Ca2+ -permeable AMPA receptors and their auxiliary subunits in synaptic plasticity and disease.

AMPA receptors are tetrameric glutamate-gated ion channels that mediate a majority of fast excitatory neurotransmission in the brain. They exist as calcium-impermeable (CI-) and calcium-permeable (CP-) subtypes, the latter of which lacks the GluA2 subunit. CP-AMPARs display an array of distinctive biophysical and pharmacological properties that allow them to be functionally identified. This has revealed that they play crucial roles in diverse forms of central synaptic plasticity. Here we summarise the functional hallmarks of CP-AMPARs and describe how these are modified by the presence of auxiliary subunits that have emerged as pivotal regulators of AMPARs. A lasting change in the prevalence of GluA2-containing AMPARs, and hence in the fraction of CP-AMPARs, is a feature in many maladaptive forms of synaptic plasticity and neurological disorders. These include modifications of glutamatergic transmission induced by inflammatory pain, fear conditioning, cocaine exposure, and anoxia-induced damage in neurons and glia.
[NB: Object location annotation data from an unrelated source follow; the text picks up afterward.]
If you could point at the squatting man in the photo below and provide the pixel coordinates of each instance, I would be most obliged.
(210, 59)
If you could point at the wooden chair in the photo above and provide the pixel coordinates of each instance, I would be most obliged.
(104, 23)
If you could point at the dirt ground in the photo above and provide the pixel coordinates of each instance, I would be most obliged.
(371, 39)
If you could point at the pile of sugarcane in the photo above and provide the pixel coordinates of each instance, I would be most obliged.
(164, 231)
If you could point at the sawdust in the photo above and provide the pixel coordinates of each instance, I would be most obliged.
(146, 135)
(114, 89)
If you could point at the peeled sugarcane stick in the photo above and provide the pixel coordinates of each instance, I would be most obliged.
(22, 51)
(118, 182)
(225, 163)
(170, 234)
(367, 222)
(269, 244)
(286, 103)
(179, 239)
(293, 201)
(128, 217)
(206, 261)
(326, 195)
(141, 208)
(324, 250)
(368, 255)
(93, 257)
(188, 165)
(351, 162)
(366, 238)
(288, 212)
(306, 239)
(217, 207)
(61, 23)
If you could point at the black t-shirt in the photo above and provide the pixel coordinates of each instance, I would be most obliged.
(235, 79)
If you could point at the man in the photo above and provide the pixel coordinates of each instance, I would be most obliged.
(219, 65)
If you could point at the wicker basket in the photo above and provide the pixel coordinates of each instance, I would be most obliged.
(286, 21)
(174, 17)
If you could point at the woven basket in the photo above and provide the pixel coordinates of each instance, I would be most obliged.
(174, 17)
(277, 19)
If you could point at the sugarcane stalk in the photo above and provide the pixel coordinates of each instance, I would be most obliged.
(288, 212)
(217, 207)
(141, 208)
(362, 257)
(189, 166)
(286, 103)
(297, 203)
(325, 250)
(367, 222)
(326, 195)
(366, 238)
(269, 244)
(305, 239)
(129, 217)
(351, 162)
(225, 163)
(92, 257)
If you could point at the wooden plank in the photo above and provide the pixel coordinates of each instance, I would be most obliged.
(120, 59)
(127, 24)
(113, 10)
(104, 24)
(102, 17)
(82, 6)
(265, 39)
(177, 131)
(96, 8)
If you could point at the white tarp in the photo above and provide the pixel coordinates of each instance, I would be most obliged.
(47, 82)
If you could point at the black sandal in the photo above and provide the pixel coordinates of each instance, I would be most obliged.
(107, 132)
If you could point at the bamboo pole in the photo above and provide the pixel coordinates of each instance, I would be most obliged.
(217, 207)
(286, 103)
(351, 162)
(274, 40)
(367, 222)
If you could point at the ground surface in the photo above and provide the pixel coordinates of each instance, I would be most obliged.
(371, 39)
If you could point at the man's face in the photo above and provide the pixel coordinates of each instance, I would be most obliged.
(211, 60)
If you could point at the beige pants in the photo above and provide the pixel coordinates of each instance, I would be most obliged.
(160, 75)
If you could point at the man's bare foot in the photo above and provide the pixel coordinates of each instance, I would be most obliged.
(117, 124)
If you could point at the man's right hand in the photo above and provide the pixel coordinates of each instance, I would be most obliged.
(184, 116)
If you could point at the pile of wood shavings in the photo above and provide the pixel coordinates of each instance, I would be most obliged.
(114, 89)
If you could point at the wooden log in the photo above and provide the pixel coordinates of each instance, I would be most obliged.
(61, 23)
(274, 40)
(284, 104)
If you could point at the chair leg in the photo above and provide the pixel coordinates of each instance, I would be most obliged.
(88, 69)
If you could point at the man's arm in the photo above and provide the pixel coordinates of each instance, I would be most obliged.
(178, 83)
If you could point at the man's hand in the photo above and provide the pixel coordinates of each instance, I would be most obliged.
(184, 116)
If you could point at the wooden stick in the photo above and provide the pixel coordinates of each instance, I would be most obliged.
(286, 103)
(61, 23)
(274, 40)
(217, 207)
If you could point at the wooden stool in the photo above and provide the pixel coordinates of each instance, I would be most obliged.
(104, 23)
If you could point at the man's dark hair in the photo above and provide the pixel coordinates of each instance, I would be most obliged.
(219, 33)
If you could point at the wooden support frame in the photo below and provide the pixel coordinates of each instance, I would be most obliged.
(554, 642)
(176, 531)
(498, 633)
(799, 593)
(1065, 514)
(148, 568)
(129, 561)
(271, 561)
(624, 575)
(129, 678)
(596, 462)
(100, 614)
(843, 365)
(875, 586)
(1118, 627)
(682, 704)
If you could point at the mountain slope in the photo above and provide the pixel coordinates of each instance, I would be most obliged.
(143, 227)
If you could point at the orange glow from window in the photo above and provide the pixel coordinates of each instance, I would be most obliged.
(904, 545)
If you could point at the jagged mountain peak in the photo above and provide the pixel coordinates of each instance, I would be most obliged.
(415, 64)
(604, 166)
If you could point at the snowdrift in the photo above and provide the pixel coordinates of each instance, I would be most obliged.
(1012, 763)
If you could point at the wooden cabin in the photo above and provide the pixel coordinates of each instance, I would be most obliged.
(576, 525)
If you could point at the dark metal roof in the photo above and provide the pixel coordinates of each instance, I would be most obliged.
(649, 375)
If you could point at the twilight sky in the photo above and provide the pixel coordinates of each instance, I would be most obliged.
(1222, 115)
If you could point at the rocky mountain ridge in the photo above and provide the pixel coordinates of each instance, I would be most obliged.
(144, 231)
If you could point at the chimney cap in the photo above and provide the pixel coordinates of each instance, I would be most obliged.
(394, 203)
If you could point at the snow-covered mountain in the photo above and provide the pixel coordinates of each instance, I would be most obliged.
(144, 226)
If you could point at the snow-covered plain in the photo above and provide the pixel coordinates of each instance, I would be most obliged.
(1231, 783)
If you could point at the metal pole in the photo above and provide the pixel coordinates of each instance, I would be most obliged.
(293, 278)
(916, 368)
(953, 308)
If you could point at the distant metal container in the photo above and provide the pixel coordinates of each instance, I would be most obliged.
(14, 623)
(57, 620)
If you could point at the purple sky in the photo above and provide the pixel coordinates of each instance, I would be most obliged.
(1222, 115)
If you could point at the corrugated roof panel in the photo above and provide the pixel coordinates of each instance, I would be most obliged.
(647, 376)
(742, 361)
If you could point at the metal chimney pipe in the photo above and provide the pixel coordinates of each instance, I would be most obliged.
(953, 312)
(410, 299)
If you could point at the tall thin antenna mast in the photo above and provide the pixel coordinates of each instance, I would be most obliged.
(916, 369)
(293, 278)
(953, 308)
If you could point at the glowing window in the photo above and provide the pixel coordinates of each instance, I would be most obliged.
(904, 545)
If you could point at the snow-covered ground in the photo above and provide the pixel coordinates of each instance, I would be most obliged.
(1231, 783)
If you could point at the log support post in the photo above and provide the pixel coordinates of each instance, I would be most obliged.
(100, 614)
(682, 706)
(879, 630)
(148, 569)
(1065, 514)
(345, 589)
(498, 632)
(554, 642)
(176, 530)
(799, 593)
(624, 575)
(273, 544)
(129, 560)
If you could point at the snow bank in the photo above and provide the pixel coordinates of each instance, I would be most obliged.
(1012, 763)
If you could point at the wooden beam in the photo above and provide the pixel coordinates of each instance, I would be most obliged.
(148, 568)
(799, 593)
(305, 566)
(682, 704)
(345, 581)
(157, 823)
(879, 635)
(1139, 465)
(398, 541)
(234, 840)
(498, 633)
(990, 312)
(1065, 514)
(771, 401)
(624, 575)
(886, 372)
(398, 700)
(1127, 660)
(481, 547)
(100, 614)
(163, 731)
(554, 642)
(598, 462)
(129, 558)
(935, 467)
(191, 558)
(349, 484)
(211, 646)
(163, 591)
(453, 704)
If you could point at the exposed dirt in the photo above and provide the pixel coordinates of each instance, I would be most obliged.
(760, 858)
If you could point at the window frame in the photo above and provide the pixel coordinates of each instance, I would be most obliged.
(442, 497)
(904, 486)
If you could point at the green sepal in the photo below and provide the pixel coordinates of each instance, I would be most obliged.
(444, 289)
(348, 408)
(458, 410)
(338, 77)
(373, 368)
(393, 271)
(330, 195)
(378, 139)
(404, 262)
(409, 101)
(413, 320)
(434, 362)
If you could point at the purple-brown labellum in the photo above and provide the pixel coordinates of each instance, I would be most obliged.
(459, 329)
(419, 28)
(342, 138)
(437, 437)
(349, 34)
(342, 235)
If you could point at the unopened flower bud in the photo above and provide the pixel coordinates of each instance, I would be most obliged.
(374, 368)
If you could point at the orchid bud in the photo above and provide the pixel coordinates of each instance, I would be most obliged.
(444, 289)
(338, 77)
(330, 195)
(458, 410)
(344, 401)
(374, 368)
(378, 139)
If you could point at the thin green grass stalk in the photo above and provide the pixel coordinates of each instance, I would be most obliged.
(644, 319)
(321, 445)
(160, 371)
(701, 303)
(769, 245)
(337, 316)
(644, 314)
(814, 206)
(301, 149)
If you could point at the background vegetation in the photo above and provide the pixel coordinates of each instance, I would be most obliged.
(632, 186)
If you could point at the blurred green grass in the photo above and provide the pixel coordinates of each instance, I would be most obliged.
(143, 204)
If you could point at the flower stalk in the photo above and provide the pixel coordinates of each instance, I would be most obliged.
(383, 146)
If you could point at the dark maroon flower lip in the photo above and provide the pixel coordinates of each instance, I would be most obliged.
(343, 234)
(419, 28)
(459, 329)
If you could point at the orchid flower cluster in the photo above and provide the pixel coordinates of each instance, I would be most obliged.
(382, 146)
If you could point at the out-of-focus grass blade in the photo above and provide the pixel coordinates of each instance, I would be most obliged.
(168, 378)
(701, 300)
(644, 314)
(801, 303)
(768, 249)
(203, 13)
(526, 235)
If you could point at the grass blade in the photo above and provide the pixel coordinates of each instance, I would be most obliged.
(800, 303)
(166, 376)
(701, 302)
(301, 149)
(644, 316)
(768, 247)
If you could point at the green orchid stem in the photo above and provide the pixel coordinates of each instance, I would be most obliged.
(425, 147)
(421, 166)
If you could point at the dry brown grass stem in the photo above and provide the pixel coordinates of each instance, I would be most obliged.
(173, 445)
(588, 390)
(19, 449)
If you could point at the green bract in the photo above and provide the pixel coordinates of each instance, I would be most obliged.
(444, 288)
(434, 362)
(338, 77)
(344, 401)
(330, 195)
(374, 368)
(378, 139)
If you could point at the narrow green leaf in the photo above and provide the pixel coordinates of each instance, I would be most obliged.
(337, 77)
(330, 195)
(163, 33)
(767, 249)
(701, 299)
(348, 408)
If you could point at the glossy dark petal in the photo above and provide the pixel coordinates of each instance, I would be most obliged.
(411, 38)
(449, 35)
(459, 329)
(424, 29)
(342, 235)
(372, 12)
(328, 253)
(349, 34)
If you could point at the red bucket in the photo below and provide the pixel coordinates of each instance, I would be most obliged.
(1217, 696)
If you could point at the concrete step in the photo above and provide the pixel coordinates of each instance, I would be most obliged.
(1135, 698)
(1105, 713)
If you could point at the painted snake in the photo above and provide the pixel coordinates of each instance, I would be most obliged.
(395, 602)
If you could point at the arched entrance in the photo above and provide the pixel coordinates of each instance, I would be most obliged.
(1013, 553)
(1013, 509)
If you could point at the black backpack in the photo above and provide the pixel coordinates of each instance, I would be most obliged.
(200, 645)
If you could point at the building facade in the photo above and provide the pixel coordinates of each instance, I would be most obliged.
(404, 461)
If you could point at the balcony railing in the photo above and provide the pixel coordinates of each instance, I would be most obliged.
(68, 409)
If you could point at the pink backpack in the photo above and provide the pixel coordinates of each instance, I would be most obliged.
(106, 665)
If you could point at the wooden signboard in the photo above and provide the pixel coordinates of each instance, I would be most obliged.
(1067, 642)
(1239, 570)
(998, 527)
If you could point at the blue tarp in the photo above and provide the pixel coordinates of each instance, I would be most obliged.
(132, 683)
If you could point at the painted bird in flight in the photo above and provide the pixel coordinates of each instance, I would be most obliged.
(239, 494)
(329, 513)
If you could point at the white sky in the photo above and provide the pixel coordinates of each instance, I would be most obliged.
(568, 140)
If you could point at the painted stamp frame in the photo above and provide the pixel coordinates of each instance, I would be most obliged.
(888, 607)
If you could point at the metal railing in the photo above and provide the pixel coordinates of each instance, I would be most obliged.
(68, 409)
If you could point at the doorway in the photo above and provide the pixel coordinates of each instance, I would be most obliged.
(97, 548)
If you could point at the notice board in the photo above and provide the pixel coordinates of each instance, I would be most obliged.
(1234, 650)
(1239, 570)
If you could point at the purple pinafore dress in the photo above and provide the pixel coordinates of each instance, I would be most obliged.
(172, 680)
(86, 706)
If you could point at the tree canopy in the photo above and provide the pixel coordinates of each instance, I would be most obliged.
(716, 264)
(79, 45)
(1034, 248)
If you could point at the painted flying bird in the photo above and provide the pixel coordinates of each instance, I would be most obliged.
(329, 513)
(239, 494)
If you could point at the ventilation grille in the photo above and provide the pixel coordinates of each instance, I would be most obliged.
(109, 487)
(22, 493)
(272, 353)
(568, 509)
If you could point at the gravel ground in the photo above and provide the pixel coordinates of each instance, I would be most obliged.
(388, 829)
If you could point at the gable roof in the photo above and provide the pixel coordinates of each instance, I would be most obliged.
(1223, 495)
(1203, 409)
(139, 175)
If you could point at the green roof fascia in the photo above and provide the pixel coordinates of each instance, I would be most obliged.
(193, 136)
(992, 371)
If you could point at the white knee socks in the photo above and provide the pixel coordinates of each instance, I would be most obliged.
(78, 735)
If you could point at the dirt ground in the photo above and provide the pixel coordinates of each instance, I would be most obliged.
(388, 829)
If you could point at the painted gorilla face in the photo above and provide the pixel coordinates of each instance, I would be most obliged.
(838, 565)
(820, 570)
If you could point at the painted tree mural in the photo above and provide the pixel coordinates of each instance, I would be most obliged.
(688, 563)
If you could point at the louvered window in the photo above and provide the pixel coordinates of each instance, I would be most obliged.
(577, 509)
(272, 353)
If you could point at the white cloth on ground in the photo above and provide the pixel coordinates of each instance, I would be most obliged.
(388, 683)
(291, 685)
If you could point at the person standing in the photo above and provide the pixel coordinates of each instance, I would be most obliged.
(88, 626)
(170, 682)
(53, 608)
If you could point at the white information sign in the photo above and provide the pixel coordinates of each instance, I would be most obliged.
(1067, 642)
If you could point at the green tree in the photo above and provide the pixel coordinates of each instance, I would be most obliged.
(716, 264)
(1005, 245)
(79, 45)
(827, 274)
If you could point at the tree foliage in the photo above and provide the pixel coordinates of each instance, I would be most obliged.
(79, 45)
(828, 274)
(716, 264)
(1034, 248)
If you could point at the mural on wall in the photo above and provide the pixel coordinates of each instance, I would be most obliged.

Furthermore, defective RNA editing of GluA2 can cause altered expression of CP-AMPARs and is implicated in motor neuron damage (amyotrophic lateral sclerosis) and the proliferation of cells in malignant gliomas. A number of the players involved in CP-AMPAR regulation have been identified, providing useful insight into interventions that may prevent the aberrant CP-AMPAR expression. Furthermore, recent molecular and pharmacological developments, particularly the discovery of TARP subtype-selective drugs, offer the exciting potential to modify some of the harmful effects of increased CP-AMPAR prevalence in a brain region-specific manner.